HOKKAIDO : LA PETITE SIBERIE JAPONAISE
24 mars 2023Pour mon grand retour au Japon, mon choix s’est porté sur l’île septentrionale, donc tout au nord du japon. EIle reste encore peu connue du tourisme, et son climat est beaucoup plus froid que le reste de l’Archipel.
En effet, en hiver, il y règne un froid intense, et il y a de la neige en pagaille, en raison de vents portants provenant de Sibérie. Au moment où j’y étais, en février, les lacs et une partie de la mer gèlent. Mais c'est aussi à cette période que l'on peut faire les plus belles rencontres.
L'ILE D'HOKKAÏDO : HOKU : Nord, KAI : Mer et DO : Chemin = Le chemin de la mer du nord.
Ici, nous sommes sur les terres d’origines des Aïnous, ancien peuple aborigène de chasseurs et pêcheurs. Ici on croit aux divinités incarnées par les animaux de la forêt ou de la terre. Cours d’eau, faune et flore sont pour les aïnous autant de Dieux subvenant aux besoins des hommes.
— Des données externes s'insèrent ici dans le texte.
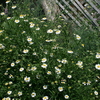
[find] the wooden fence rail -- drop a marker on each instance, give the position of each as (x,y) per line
(87,11)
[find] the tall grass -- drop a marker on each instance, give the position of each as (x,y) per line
(43,60)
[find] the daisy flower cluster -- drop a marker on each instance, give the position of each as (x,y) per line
(41,60)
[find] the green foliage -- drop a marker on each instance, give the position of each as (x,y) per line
(51,59)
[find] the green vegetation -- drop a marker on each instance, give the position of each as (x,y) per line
(43,60)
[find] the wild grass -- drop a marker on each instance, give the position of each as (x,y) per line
(43,60)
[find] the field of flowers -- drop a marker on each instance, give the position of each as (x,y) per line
(43,60)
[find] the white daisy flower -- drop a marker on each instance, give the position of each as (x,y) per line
(7,1)
(70,51)
(44,18)
(17,61)
(17,21)
(13,7)
(79,63)
(78,37)
(50,31)
(12,64)
(33,68)
(27,79)
(2,13)
(37,28)
(97,66)
(44,65)
(69,76)
(29,39)
(44,60)
(58,71)
(10,82)
(45,98)
(49,72)
(60,89)
(21,69)
(66,96)
(25,51)
(22,16)
(96,92)
(9,92)
(64,61)
(33,94)
(2,46)
(59,26)
(98,55)
(20,93)
(32,25)
(58,32)
(8,18)
(45,87)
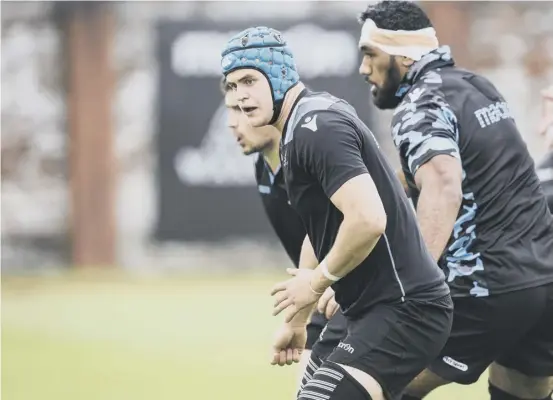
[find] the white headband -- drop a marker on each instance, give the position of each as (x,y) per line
(411,44)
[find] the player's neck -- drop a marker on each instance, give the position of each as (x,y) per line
(287,105)
(272,156)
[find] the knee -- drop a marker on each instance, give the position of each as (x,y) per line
(517,384)
(423,384)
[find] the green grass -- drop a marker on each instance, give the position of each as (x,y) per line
(116,338)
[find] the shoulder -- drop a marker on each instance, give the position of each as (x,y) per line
(424,108)
(425,92)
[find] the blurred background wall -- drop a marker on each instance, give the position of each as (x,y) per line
(114,148)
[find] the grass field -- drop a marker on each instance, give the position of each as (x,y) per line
(91,337)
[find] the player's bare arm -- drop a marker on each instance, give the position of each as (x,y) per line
(440,184)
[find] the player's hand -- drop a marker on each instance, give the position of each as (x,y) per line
(327,304)
(295,294)
(288,344)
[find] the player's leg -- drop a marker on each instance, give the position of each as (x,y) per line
(526,372)
(329,336)
(483,330)
(383,351)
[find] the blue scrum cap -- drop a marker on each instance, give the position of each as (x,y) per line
(265,50)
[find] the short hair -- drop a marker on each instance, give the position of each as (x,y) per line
(396,15)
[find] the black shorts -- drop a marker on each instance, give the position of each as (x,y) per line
(513,329)
(395,342)
(332,333)
(314,329)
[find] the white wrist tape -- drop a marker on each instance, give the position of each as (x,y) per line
(328,275)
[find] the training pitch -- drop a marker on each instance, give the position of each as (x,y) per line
(111,337)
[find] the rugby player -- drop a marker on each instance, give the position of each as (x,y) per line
(286,223)
(479,205)
(545,167)
(362,235)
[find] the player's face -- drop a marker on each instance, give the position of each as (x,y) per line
(253,94)
(383,73)
(251,139)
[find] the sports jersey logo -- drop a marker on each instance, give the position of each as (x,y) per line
(310,123)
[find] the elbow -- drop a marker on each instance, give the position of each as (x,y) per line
(452,193)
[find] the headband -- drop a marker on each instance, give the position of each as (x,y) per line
(411,44)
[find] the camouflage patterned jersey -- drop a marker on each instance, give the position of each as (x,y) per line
(503,237)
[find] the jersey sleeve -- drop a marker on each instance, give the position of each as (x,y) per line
(424,126)
(329,149)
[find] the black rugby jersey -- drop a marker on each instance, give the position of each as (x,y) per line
(324,144)
(285,221)
(503,237)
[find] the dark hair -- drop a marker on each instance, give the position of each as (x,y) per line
(396,15)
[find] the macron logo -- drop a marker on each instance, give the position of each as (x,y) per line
(310,123)
(455,364)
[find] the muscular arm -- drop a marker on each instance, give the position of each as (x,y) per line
(426,132)
(332,154)
(439,182)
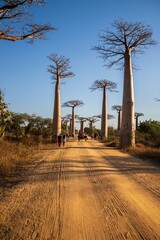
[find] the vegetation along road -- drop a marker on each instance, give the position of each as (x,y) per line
(82,191)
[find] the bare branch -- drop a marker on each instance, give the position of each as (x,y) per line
(73,103)
(14,15)
(128,36)
(101,84)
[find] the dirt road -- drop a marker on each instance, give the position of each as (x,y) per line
(84,191)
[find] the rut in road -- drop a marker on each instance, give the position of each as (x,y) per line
(84,191)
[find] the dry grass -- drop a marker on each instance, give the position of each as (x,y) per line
(144,152)
(12,156)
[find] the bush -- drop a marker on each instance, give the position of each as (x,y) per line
(148,133)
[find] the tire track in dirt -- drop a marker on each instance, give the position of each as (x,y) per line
(128,221)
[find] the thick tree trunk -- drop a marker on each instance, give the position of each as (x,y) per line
(127,133)
(136,123)
(82,126)
(57,112)
(119,119)
(73,122)
(104,122)
(70,127)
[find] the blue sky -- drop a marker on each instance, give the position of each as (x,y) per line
(27,83)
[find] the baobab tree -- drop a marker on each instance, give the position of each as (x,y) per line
(59,69)
(91,121)
(73,104)
(104,85)
(17,21)
(82,120)
(137,115)
(118,108)
(117,47)
(109,116)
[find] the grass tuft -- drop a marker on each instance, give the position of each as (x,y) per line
(12,156)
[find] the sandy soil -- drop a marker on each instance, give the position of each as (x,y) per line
(84,191)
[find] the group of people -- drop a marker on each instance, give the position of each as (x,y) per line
(61,140)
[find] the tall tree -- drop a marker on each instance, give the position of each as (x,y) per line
(137,115)
(91,121)
(17,21)
(104,85)
(82,121)
(118,108)
(117,47)
(59,69)
(73,104)
(5,115)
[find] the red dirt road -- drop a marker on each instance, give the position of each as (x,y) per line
(84,191)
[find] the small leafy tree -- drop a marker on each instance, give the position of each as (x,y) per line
(149,132)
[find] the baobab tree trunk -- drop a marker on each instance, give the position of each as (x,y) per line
(104,122)
(70,127)
(119,120)
(136,123)
(127,133)
(73,122)
(57,112)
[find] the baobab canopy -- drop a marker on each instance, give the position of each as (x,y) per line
(128,36)
(116,46)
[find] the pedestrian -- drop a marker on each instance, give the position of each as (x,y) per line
(64,140)
(59,140)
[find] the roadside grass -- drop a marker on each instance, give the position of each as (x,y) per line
(12,156)
(150,153)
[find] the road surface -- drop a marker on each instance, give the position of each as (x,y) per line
(84,191)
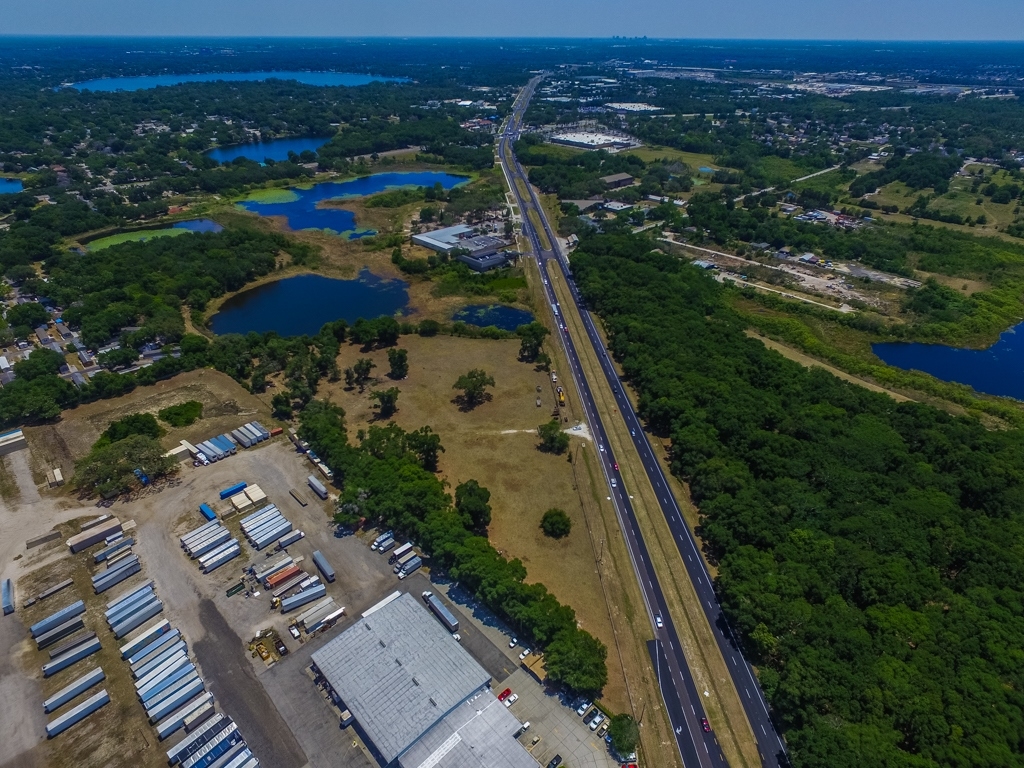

L’objectif principal était d’observer et de photographier la nature et les animaux en plein hiver : j’ai été largement récompensé, grâce à sa beauté naturelle et à sa nature préservée.
Il y avait bien longtemps que je n’avais connu une pareille neige, et il nous a fallu parfois retrousser les manches pour se sortir de situations compliquées, malgré notre Nissan 4X4, indispensable sur ses routes verglacées et enneigées.
C’est au sein du parc National de Kushiro que se trouve le petit village de Tsurui : au milieu des champs se trouve le lieu de nourriture de cet oiseau hautement symbolique : les grues au Parc de Tsurumidai.
Apercevoir une grue, c'est 1000 ans de bonheur, car quiconque plie 1000 grues en papier verra son voeu exaucé !
Orizuru, c'est ce que l'on appelle la grue en origami, la fameuse technique du pliage du papier, et je dois bien avouer que je n'ai pas encore essayé !
Très présente dans les mythes et légendes, et facilement reconnaissable avec leur tête couronnée d’une pointe de couleur rouge, qui rappelle le drapeau Japonais, elle est un pur symbole de longévité et d’immortalité. (Tancho #丹頂)
Riche en symbolisme, elle représente avant toute chose la vie éternelle. Un couple de "tancho" est uni pour la vie. C’est pour cette raison que les robes de mariée sont parfois ornées de cet oiseau.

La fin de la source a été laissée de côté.